Die gängige islamische Erklärung lautet, dass man seine Reize vor den Männern verbergen soll. Ist das Emanzipation?
Der Koran fordert beide Geschlechter zur Zurückhaltung und zum Respekt im Umgang miteinander auf.
Also, wenn die Männer den Respekt wahren würden, brauchte man auch kein Tuch?
Ja, das kann man so sagen. Aber man kann das Tuch nicht auf diesen Aspekt beschränken.
Die Frauenbewegung hat dafür gekämpft, dass eine Frau einen Minirock tragen kann, ohne sich den Vorwurf „Flittchen“ einzuhandeln. Ein Kopftuch zu tragen, um Männer nicht zu provozieren, ist für diese Frauen ein Rückschritt.

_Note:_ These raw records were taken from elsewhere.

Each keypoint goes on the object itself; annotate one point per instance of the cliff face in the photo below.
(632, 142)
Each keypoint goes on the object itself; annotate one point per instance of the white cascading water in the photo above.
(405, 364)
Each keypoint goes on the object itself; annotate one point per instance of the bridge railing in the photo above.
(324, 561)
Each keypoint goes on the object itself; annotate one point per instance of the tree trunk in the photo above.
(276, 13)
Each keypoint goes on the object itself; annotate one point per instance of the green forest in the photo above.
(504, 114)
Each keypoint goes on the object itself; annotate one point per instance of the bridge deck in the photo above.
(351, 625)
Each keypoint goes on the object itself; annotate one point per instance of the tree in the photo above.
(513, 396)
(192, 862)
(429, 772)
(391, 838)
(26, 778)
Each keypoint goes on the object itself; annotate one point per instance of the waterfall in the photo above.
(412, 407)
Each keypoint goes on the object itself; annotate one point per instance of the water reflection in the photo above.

Aus ihrem Kontext kann ich das nachvollziehen. Ich trage das Tuch aber nicht wegen der Männer, sondern für mich. Vorurteile gibt es auf allen Seiten. Auch manche Muslime denken, Frauen ohne Kopftuch seien – das Wort möchte ich gar nicht in den Mund nehmen …
Leichte Mädchen.
Jedenfalls sind das auch Vorurteile, gegen die ich mich wehre.
Sie kritisieren, dass man Sie in die Ecke des politischen Islam stellt. Von diesen Gruppierungen bekommen Sie aber starke Unterstützung. Ist das für Sie ein Problem?
Ja. Dennoch muss man fair mit einem Fall wie meinem umgehen. Ich bin eine Frau, die ein Berufsverbot bekommen hat und sich deshalb diskriminiert fühlt. Man kann doch nicht sagen, dass ich damit den politischen Islam unterstütze. Ich finde es traurig, wenn beide Seite versuchen, mit mir ihre Geschäfte zu machen. Es gibt nicht nur Islamismus, es gibt auch den politischen Laizismus, der den Glauben insgesamt aus dem öffentlichen Leben verbannen möchte.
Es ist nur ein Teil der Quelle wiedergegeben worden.